Canada – Operating profits of corporations totalled $72.9 billion in the second quarter, down 15.3% compared to the same quarter last year. That’s the worst year-on-year performance since the 2009 recession. Financial industries saw operating profits plummet almost 29% on a year-on-year basis in part due to Alberta’s wildfires which increased insurance claims, while operating profits of non-financial industries were down 7.6%.

Wholesale sales jumped 0.7% in June as gains for sellers of autos, building materials, personal/household goods, and machinery and equipment, more than offset declines for wholesalers of food/beverage, farm and miscellaneous items. In real terms, wholesale sales were up 0.6%, a fourth monthly increase in a row. The volume increases coupled with earlierreported gains in factory shipments should help boost June GDP.

The Survey of Employment, Payrolls and Hours (SEPH), a survey of establishments (unlike the Labour Force Survey which surveys households), showed an increase of 53K jobs in June. That’s the biggest monthly increase in two years. In the first half of the year, the SEPH averaged +13K jobs/month, matching the LFS’s paid component. Weekly earnings rose 0.4% in June although that was not sufficient in preventing the year-on-year wage growth from falling to just 0.5%.

United States – The durable goods report showed new orders jumping 4.4% in July, erasing the prior month’s 4.2% drop.
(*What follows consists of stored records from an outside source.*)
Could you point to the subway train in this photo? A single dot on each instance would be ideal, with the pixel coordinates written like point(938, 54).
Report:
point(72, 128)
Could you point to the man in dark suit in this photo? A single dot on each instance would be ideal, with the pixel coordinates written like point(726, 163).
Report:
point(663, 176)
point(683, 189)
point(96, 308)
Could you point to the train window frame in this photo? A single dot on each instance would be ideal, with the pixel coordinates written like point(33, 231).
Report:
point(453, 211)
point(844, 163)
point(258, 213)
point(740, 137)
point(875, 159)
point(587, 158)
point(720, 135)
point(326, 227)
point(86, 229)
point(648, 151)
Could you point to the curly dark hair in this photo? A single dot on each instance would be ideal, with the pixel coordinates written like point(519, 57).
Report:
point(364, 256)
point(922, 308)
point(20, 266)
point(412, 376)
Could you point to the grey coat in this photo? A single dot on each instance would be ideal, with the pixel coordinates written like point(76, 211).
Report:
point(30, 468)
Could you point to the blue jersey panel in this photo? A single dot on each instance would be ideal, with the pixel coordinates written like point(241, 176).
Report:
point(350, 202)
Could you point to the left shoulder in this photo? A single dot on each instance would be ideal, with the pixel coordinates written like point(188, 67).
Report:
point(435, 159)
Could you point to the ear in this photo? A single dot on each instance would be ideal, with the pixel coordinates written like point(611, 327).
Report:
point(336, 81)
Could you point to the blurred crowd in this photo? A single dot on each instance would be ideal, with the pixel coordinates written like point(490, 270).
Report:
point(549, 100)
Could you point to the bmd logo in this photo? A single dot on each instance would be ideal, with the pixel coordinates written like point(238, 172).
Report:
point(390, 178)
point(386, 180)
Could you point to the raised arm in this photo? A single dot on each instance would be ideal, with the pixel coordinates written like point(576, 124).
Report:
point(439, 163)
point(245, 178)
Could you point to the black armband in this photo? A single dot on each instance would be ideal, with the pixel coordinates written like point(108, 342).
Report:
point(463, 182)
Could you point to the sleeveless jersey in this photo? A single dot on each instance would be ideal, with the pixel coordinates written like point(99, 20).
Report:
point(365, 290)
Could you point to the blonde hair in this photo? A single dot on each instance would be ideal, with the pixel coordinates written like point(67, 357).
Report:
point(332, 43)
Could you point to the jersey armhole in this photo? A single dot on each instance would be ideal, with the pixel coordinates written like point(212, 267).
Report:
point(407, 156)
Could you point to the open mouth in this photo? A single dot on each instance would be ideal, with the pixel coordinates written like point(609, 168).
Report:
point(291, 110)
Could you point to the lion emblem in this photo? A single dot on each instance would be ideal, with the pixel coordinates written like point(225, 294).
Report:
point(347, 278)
Transportation orders surged 10.5% thanks to sharp increases for civilian aircrafts (+90%) while orders of autos/parts were flat. Excluding transportation, orders were up 1.5%. Total shipments of durable goods rose 0.2%, but those of nondefense capital goods ex-aircraft fell 0.4%, a third decline in a row.

Existing home sales fell 3.2% in July to a four-month low of 5.39 million units. The decrease was largely due to multi-family units (-12.3%), although singles also saw declines (-2% to 4.82 million units). The months supply of homes at current sales rate rose to 4.7 as a result of the poor sales. The median resale price declined to $244,000, but remains 5.3% higher than year-ago levels (+5.4% for singles and +4.1% for multis). Only 21% of sales were made to cash buyers (a multi-month low), while the share of distressed homes in total sales was just 5%, the lowest in years.

New home sales of single family homes surged 12.4% to 654K in July, the highest since October 2007. The months supply of homes at current sales rate fell from 4.9 to a three-year low of 4.3 as a result. However, the median sale price fell to $294,600 (down 5% in the month or -0.5% on a year-on-year basis).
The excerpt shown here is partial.